NASA – The World Doomed in 2013?
April 20, 2011
NASA will be facing a difficult task with the retirement of its current space fleet, especially when there is nothing set in stone for the future of the space program. At this point our concerns with the space shuttle program are irrelevant, as Tom Chivers reports because according to Dr. Richard Fished, NASA’s director of Heliophysics division predicts the world is doomed in 2013. The concern in 2013 is projecting that the sun will reach the end of its 50 year old stage cycle where large events involving solar flares are expecting to occur. A solar flare is a sudden and rapid release of bright light from the sun. This means that magnetic energy gets built up for some time and without warning, gets released.

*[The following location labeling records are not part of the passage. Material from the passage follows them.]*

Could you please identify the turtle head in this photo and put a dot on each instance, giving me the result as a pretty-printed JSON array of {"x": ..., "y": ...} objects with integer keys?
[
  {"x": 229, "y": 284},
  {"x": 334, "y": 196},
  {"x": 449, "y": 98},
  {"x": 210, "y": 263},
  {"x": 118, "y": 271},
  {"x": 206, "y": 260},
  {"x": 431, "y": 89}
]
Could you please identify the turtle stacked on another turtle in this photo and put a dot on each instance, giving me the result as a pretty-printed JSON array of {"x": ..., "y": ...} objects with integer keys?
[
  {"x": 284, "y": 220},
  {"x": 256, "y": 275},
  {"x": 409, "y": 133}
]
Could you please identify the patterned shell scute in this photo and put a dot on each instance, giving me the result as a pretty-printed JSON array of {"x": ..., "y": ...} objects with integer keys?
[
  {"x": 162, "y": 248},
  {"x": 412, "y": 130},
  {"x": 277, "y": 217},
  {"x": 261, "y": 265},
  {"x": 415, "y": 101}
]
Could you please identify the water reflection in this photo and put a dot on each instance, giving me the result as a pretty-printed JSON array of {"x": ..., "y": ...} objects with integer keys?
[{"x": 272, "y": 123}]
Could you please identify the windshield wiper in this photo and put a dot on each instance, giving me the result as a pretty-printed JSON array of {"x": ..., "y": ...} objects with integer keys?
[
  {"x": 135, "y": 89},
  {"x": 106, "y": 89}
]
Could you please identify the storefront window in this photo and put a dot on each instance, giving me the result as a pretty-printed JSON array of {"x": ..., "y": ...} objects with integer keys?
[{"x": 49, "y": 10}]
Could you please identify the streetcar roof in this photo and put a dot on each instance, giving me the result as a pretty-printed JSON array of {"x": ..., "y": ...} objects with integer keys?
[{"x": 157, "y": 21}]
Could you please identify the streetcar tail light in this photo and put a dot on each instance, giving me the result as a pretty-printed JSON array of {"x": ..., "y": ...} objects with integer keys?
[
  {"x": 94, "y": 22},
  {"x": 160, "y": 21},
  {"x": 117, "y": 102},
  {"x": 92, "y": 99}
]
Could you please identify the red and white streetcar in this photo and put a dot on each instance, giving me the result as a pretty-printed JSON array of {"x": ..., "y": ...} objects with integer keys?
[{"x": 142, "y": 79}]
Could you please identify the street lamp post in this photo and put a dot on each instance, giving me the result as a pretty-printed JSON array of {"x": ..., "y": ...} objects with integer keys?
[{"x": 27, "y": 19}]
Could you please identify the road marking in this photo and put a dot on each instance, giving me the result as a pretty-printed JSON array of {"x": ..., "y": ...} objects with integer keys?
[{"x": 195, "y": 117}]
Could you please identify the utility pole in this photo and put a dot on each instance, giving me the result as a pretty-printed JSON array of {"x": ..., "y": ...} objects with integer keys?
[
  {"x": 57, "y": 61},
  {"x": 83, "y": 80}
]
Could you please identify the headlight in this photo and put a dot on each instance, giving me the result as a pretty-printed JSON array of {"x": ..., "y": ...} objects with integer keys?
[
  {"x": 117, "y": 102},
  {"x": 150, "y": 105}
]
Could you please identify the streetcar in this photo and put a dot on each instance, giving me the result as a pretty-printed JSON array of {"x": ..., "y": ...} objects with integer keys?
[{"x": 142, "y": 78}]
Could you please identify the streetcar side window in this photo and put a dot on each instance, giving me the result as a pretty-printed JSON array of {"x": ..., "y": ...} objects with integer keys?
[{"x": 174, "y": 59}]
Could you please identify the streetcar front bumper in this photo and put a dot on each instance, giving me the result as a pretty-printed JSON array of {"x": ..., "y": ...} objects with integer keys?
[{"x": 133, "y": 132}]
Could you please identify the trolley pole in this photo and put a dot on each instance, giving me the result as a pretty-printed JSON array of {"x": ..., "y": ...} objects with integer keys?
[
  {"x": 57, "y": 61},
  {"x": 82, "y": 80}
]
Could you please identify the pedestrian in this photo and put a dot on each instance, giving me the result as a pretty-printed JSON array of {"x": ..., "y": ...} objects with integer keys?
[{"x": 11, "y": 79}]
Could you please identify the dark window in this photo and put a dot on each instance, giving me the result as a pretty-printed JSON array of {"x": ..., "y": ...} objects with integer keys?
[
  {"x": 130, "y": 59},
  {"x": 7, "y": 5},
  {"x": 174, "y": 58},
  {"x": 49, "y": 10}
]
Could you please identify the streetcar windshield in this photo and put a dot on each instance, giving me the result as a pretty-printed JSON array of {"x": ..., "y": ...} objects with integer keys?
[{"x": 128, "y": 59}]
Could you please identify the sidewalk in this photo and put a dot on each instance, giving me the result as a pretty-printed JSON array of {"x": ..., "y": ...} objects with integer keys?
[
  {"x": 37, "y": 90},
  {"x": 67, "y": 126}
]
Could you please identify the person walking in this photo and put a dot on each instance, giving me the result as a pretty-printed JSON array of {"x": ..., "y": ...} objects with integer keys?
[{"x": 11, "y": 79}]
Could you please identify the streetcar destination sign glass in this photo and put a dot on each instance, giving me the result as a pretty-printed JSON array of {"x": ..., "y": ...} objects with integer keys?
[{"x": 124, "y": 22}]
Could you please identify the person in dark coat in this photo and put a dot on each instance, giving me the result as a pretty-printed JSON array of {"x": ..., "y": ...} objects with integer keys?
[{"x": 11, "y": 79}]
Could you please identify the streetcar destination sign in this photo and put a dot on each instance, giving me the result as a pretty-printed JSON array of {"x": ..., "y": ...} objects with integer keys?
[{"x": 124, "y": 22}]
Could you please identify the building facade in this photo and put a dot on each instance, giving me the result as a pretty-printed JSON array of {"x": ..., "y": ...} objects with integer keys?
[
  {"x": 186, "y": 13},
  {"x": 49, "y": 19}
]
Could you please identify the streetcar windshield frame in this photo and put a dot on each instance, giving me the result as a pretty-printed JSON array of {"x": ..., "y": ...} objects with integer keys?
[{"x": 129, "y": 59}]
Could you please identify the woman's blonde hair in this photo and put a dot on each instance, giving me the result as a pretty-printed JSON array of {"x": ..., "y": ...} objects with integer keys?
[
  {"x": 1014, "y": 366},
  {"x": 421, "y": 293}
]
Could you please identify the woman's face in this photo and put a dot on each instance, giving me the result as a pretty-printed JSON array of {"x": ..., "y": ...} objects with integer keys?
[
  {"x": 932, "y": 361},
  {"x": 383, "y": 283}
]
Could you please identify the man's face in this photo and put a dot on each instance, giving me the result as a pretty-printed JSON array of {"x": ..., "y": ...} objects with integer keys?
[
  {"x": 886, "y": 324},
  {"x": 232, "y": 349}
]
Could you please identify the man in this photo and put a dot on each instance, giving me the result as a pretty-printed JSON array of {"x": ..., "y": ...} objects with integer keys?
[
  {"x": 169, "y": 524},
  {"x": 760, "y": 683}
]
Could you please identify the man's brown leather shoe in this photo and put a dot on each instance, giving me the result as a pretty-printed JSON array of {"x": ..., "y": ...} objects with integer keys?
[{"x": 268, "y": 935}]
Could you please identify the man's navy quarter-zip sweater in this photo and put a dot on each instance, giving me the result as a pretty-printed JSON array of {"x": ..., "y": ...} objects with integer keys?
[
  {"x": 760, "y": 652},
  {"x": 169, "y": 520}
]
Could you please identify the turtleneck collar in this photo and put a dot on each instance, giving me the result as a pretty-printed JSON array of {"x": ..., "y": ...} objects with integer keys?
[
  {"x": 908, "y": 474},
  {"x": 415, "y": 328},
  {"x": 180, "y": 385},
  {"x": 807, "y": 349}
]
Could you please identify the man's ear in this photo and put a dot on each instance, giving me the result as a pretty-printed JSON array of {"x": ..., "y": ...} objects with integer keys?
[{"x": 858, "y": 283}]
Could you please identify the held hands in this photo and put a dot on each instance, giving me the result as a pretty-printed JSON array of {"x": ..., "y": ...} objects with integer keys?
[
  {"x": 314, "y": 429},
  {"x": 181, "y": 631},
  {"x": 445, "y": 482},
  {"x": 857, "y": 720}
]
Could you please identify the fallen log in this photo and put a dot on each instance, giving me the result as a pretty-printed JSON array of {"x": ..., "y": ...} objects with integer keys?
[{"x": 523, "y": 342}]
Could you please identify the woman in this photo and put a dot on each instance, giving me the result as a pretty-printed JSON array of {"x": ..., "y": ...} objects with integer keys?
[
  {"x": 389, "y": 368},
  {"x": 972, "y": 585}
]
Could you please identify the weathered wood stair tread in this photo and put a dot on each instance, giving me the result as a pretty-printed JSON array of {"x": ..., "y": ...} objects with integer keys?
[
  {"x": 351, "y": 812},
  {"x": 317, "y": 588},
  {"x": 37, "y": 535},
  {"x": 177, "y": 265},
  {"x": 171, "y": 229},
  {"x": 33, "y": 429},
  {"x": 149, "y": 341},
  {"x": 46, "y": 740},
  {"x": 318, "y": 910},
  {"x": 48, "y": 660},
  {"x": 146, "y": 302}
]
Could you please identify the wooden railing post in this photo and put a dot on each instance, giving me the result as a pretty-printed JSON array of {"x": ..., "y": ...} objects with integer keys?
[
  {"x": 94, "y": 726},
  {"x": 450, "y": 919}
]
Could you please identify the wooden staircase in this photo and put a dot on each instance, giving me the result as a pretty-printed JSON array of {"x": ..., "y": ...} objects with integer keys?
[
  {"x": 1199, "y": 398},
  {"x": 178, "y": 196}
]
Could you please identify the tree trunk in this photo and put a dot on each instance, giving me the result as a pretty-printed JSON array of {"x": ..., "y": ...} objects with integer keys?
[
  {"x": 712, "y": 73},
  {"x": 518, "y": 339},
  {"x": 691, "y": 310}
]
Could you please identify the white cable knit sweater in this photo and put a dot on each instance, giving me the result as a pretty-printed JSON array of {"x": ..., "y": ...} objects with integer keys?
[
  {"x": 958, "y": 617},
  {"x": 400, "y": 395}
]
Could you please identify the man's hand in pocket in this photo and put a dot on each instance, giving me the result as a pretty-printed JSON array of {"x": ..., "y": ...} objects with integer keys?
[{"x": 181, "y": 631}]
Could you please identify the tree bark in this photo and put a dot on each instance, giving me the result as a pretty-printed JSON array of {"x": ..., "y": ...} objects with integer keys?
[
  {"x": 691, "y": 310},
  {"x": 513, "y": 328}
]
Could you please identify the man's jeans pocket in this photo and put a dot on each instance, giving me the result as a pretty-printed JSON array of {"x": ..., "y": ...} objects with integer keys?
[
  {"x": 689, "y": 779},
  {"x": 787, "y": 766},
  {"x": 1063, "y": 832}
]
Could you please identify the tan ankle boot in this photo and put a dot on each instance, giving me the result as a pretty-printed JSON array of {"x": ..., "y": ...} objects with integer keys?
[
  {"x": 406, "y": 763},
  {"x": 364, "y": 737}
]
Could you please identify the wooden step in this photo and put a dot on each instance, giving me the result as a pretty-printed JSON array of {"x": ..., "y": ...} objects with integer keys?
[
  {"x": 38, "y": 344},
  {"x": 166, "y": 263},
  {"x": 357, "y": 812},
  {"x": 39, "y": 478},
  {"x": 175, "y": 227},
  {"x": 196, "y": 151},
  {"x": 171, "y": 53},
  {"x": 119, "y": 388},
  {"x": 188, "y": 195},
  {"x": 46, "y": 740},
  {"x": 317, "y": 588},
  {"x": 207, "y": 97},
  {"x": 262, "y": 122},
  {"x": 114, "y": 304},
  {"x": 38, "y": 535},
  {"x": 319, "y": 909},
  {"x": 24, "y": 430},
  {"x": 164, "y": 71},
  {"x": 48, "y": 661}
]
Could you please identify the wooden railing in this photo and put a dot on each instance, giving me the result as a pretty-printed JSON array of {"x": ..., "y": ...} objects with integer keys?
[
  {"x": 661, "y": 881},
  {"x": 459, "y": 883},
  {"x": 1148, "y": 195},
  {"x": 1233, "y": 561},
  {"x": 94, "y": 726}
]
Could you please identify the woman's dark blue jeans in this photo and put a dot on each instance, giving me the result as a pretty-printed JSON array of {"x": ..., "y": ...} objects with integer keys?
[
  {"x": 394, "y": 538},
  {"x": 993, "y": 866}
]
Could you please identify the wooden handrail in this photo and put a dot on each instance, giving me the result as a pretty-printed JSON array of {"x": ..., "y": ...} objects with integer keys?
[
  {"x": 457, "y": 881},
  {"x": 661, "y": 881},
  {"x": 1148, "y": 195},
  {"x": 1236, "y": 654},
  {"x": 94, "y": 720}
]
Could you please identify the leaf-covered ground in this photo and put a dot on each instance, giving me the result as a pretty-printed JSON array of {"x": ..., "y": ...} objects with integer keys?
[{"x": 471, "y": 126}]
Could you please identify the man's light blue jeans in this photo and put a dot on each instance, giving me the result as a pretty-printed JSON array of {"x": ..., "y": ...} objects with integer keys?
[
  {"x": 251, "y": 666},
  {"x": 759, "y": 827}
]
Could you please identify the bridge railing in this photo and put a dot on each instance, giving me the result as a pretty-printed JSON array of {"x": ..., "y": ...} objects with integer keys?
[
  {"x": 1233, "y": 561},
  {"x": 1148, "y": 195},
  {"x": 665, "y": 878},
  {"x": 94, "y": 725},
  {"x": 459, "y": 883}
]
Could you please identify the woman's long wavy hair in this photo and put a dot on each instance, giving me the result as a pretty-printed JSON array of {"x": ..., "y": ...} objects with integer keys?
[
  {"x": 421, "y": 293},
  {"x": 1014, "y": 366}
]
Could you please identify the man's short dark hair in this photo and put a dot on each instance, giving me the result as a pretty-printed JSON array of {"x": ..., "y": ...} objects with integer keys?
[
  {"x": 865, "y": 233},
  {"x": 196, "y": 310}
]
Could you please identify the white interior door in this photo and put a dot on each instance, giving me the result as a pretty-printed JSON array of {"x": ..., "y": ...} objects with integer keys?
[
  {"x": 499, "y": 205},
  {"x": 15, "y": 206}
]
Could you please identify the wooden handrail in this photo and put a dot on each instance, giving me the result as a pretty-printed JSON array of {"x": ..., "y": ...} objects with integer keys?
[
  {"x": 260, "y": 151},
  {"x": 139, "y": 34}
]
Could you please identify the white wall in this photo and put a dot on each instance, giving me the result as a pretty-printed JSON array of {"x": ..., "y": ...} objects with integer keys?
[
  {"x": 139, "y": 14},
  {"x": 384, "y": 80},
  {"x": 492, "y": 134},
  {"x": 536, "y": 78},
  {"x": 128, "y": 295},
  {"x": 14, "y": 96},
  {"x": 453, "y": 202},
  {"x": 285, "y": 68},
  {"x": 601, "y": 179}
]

However, this is nothing that should be recognized out of the ordinary, because a similar incident occurred in 1859, when a solar storm burned telegraph wires all across Europe and the United States. Scientist are expecting things to be much worse with today’s technology, meaning that navigation systems will go wacky, causing planes to drop like birds and compasses will spin out of control, and phone signals may be interrupted. Dr. Tony Phillips reports in Science News, that the Earth magnetic field is expected to increase, causing quite a stir something similar to the events in the popular movie The Day After Tomorrow.
NASA has been working diligently with Congress to help prevent such incidents from occurring if a major solar flare were to happen. NASA does want to inform people of how dangerous and real these solar flares are, but are preventable if the proper steps are taken. NASA is aware of when many solar flares take place, and have the ability to shut down satellites, and communication systems which are protected by shields to avoid high levels of electromagnetic activity. While some day Earth may be doomed by solar flares or other catastrophic events, it would be considered out of the ordinary at this point.
What needs to be realized is these solar flares or catastrophic events, should never be overlooked. Even though NASA, has a handful of problems to deal with including its scientific research, the International Space Station, our current shuttle program and satellite mission; its possible events like these NASA must be prepared for. Yet, with no budget and overspending on projects that have yet to help our space program, NASA seems to be providing little help. If NASA doesn’t react and come to its senses quick enough, Johnson Space Center will never live down its famous phrase, “Houston. . . We Have a Problem!”